Despite numerous editorials (a few of which are listed below) calling for implant specialization, the ADA has never substantially changed its mind.1–11 Personally, I have always felt that their attitude was extremely reactionary and resulted in needless competition between existing ADA specialties, many of which wanted a monopolistic form of control over dental implants. General dentists were ignored as was much of the great clinical and scientific advances that were made by innumerable clinicians and basic scientists over the past 4 decades.

What has forced a much-needed change, at least in the United States, has been dentists who have extensively trained and who want to responsibly offer, perhaps even advertise their services to an informed public. Is where we are at today the result of fair processes, which recognize the cooperative work of all engaged specialties or has it simply become a prolonged organizational turf war?

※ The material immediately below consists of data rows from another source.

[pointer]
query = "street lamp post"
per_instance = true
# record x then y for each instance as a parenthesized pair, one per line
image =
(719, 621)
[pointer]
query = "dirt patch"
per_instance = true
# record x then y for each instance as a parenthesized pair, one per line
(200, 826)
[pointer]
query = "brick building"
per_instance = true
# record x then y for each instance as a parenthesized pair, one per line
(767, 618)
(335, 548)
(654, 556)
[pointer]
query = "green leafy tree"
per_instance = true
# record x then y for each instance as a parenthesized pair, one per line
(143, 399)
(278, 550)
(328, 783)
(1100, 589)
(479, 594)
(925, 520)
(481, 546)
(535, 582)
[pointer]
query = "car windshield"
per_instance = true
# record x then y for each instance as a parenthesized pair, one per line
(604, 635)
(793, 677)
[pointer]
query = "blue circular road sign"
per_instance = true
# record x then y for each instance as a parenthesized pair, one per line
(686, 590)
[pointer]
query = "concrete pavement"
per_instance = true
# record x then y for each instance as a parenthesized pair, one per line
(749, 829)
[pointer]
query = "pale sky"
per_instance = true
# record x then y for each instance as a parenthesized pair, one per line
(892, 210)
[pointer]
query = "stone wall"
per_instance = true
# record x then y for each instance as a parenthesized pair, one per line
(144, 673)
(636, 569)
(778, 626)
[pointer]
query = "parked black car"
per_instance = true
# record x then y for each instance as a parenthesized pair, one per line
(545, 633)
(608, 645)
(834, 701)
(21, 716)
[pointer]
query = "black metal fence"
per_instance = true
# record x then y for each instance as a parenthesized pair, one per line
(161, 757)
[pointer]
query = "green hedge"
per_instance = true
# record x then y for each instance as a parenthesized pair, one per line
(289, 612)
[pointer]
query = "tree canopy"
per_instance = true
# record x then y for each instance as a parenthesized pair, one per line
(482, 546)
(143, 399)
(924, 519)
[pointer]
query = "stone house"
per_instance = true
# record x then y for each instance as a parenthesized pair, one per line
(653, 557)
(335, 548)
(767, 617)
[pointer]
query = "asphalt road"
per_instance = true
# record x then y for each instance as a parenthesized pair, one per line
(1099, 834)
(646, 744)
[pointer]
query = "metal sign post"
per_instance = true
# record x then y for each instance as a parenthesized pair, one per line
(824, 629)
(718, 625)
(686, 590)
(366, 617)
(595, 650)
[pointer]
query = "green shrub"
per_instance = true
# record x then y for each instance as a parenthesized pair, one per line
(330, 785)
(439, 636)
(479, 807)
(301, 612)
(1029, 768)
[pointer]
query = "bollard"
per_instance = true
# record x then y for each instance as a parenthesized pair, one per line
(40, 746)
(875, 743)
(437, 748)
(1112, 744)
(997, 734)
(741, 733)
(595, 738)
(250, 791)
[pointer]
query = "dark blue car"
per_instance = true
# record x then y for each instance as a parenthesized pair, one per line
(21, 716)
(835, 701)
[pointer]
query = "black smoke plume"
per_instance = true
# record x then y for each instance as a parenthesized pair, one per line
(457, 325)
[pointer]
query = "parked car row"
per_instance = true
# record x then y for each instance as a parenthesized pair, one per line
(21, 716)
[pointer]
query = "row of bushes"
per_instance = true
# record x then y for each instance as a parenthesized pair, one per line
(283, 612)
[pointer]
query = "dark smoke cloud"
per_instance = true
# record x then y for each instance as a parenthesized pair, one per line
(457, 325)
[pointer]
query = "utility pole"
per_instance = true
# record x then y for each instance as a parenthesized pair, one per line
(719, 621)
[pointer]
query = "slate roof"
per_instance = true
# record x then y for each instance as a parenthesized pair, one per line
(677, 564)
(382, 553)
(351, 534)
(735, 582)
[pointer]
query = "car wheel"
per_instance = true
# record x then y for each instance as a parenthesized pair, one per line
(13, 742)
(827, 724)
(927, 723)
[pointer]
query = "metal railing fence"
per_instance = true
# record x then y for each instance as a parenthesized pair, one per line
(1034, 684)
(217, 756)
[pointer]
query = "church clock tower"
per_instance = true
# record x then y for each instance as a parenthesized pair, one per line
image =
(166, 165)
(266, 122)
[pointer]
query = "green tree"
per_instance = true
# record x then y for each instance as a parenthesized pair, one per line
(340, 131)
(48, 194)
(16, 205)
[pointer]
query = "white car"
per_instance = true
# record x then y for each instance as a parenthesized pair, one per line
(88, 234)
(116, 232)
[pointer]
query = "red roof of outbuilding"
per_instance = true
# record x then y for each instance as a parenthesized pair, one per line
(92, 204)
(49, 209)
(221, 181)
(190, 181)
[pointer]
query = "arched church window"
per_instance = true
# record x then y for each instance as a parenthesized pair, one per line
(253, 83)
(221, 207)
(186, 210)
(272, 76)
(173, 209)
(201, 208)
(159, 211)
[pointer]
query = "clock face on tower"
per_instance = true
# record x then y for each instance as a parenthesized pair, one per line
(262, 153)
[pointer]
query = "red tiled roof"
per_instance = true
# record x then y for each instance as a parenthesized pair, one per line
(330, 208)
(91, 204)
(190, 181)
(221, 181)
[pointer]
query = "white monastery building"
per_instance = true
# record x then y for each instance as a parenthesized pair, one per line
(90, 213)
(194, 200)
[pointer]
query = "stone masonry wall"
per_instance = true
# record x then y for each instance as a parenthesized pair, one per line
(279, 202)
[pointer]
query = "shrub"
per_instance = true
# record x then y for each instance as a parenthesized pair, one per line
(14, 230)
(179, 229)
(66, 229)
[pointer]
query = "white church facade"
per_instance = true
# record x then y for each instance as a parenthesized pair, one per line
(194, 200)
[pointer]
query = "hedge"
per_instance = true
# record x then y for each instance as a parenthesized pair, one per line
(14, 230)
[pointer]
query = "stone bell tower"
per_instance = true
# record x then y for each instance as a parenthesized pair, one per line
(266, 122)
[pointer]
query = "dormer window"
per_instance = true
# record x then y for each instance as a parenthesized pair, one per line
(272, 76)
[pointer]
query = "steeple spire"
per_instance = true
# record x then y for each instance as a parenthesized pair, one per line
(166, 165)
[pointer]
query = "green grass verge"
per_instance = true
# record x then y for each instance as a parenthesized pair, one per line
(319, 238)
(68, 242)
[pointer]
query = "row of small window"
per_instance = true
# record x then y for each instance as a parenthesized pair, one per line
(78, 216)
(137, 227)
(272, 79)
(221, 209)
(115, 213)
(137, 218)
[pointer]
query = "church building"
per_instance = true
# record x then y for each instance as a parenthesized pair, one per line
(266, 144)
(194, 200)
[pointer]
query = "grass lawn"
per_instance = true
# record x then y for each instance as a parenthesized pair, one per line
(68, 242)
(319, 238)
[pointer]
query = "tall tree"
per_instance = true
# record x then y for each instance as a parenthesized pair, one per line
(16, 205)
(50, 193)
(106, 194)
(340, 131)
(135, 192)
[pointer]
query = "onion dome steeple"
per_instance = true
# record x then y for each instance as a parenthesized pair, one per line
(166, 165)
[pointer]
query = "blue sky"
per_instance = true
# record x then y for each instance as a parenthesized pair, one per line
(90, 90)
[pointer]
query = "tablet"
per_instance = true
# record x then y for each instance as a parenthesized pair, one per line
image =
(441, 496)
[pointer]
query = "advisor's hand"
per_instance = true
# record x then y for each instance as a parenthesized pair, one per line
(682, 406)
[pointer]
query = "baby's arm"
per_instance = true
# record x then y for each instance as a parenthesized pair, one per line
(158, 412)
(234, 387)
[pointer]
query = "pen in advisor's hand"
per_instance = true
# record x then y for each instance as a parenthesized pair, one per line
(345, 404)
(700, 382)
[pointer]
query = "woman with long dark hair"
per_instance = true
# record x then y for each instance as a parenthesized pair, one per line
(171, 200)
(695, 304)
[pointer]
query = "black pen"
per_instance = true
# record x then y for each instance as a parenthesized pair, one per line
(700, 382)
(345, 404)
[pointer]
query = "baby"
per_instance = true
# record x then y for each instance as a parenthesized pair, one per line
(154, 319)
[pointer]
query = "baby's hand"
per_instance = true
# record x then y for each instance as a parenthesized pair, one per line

In 1982, Branenark introduced specific endosteal systems into North America. Oral surgeons were the only dentists who they permitted to do their implants. Many dentists, myself included, had been placing implants successfully for over 10 years. Commercial control had reared its ugly head. Thankfully, the ADA saw this monopolistic attitude as a clear case of restraint of trade. What was really required of all of its members, both specialists and generalist, was adequate current education and a commitment to future research findings and associated continuing education.

Three prominent implant societies rapidly took the lead educational role in the United States. They were the American Academy of Implant Dentistry, the Academy of Osseointegration, and the ICOI. I became a member of all 3 of these organizations. Representatives of these societies finally met in Chicago to explore working together to benefit existing and future dentists and patients. After a lengthy discussion with no progress, a proposal was finally made to publish a joint list of members, so patients would have a resource to go to. This was voted down, and all 3 societies went their own way. No subsequent leadership was shown by the ADA hierarchy or at the House of Delegates level for years, even after multiple consensus conferences on aspects of dental implantology.

In my opinion, the exact same conditions exist today. Clinicians want to advertise. The ADA is still being standoffish. The major societies listed above have their own agendas.

Has the enormous amount of well-published basic research and clinical experience made any difference? Have we been a part of a logical progression to specialization or has the result been leaving US dentists in a quagmire? After 50 years of experience in clinical implant practice and education, I know where “we” are. Do you?


1. Judy KW, Misch CE. An imperative context for recognition of oral implantology as a dental specialty. N Y J Dent. 1985;55:33–35.
2. Misch C, Judy K. Oral implantology: Specialty status. Mo Dent J. 1985.
3. Judy KW. Dental implants: The need for expanded educational commitments. N Y State Dent J. 1986;52:7–8.
4. Judy K. Dental implants: The need for expanded educational commitments. Int J Oral Implant. 1987;4.
5. Judy K. Implantology as a dental specialty: A moral and an educational focus. Int J Oral Implant. 1987;4.
6. Judy K. The impact of implants on dental practice: A review of the 1988 NIH consensus development—conference. N Y State Dent J. 1989;55.
7. Judy K. The future of implant education: A prediction (editorial). Implant Dent. 1993;2.
8. Judy K. Protecting the public: An agenda for all implant societies. Implant Dent. 1996;5.
9. Judy K. Twenty-five years—where courage has led the ICOI (editorial). Implant Dent. 1997;6.
10. Judy K. Dental implantology through the millennium: A personal perspective and commentary. Oral Health. 1998;88.
11. Judy K. Dental licenses are not issued by implant manufacturers. Dental Econ. 2008.